Nucleus is the first C++11 kernel.
The main purpose is to make intensive use of the most advance state-of-the-art C++ features to get the most elegant, flexible and scalable kernel design. Porting the kernel on a new target should only be subject to a very few additions.
The design philosophy of nucleus is:
- rely as much as possible on C++ and its standard library.
- make static everything known at compile-time.
- use virtual classes only when polymorphism is needed at run-time; use generic programming otherwise.
We strongly believe that rich software designs highly increase software expressiveness, flexibility and scalability. The STL is the best illustration of such a design.
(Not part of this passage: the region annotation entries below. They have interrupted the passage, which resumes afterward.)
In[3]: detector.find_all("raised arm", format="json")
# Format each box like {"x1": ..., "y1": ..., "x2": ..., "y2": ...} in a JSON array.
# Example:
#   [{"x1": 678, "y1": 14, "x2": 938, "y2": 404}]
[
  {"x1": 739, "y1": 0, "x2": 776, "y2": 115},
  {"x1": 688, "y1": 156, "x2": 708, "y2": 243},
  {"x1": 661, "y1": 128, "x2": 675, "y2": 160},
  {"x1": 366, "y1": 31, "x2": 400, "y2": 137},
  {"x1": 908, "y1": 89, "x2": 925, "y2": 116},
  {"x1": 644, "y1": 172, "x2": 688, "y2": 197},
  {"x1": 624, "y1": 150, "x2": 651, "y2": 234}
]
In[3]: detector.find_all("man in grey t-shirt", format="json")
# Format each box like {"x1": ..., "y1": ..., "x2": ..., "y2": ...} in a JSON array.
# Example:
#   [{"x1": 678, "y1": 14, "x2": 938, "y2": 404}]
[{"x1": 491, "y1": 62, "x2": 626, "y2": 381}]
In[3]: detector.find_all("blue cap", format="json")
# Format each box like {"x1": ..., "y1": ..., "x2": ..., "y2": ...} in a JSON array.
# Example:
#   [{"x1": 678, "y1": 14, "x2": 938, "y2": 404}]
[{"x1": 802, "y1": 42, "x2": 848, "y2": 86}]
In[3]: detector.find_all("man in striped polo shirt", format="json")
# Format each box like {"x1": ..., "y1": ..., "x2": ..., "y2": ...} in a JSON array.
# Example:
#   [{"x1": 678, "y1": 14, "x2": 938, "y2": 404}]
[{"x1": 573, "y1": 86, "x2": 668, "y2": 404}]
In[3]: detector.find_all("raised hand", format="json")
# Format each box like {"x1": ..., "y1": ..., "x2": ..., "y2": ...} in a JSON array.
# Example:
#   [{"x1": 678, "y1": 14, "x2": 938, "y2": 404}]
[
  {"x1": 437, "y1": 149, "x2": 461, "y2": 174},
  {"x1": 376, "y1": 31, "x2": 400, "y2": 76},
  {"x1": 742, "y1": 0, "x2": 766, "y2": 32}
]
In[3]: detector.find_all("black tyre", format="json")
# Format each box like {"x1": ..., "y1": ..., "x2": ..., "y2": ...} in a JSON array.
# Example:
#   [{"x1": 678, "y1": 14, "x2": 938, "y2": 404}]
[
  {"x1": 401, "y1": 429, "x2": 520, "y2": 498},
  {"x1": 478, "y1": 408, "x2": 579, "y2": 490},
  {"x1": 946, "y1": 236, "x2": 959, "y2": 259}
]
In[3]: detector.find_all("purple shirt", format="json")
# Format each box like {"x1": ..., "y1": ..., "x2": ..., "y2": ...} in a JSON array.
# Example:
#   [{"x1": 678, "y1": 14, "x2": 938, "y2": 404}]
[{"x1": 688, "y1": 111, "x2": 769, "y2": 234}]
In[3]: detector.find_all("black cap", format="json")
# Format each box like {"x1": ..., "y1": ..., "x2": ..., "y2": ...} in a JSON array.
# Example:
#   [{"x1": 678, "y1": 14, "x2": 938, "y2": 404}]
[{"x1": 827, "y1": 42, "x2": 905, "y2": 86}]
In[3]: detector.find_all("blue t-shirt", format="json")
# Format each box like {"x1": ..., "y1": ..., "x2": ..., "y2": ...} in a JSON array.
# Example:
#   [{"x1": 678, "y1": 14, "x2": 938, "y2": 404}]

To ensure this, nucleus is being developed in parallel on multiple architectures and platforms to immediately observe the impacts of our design choices.
Another interest of using C++ for kernel programming is to get the most out of its beautiful STL. This is why nucleus is composed of two sub-projects : libk & libkxx - two generic, portable and kernel-oriented C and C++ libraries needed by the STL or language’s features.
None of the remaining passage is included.